In the setting of \(r_{1}\), when the robot arm passes through the obstacle area, \(r_{1} = - \infty\), and vice versa \(r_{2} = 0\), which ensures the obstacle avoidance function of the robot arm. In the setting of \(r_{2}\), \(r_{2}\) is the sum of all unit joint rotation, which ensures the optimal energy target of the robot arm motion. In the setting of \(r_{3}\), when the end of the robot arm reaches the target pouring position, a larger reward value scalar \({\text{R}}_{{{\text{tar}}}}\) is given to \(r_{3}\), which ensures that the robot can reach the correct pouring area.

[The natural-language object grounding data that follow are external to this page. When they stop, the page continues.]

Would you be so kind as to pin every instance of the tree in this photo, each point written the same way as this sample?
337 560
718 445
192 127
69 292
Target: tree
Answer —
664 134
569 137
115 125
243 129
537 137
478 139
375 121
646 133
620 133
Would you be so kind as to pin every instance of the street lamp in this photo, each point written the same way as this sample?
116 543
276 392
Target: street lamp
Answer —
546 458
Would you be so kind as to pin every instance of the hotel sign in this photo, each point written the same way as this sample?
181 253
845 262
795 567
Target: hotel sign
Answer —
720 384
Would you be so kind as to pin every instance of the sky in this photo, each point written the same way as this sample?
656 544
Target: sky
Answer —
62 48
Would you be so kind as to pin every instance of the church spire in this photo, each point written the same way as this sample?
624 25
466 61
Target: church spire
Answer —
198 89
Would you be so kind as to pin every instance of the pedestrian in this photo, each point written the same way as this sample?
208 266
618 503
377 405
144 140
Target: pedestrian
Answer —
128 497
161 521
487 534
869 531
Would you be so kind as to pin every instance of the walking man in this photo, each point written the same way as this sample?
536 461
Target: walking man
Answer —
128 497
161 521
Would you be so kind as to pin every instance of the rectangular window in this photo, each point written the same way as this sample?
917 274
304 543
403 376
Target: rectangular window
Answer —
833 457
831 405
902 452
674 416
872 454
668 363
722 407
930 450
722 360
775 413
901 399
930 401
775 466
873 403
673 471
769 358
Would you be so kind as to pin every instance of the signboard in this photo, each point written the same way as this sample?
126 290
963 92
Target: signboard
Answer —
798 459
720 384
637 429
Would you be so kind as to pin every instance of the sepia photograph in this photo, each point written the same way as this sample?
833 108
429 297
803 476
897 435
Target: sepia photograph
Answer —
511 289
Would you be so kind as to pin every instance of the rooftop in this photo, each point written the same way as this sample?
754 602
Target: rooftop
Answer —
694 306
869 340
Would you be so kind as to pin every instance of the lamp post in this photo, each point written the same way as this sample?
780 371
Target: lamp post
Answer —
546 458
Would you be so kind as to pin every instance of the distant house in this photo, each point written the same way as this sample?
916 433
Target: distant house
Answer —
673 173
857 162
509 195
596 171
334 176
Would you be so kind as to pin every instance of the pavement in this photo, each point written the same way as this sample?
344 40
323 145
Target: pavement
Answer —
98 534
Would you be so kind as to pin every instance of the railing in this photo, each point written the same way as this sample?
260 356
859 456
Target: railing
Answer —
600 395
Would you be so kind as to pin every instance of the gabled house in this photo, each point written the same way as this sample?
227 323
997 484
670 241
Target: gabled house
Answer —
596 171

Then solve formula (6) after predefine discount factor γ, and iteratively update it to find the maximum state value and output the policy as the optimal solution. As shown in Fig. 7, after applying the obstacle avoidance algorithm based on the simplified obstacle map, the frobot can achieve good obstacle avoidance performance.

Fig. 7

Algorithm-based simulation demonstration

4 Experiment and Verification

According to the intelligent pouring path planning method proposed in this research, the planning system of the robot was established, as shown in Fig. 8, and experiments were carried out on the prototype of the concrete pouring robot.

Fig. 8

Algorithm-based concrete pouring construction robot planning system

The concrete pouring construction robot planning system is divided into 3 parts, including path planning, trajectory generation and prototype experiment of the robot. In the path planning part, the obstacles are first fitted into rectangles using the planning method proposed in this research, and it is used to build a simplified construction map. In the prototype experiments, colorful stickers are used to represent the fitting obstacles. The robot then generates a series of actions in the trajectory generation to conform to the optimally planned path and forms a joint angle curve \(\theta_{i} \left( {\text{t}} \right)\) from the values of this action. The joint motion signal is transmitted to the servo controller, performs the servo motor control of the robot three rotary joints. Finally, the experimental results showed the feasibility of the planning method proposed in this research.

5 Conclusion

In this paper, a new 3-DoF articulated concrete pouring construction robot is designed, and a robot autonomous pouring path planning method is proposed based on this robot structure. For the complex and changeable construction environment, a simplified obstacle map is established, and an obstacle avoidance algorithm based on reinforcement learning idea is applied. In the simulation and prototype experiments, the method shows obstacle avoidance feasibility, which is a good reference value for the intelligence of concrete construction robots.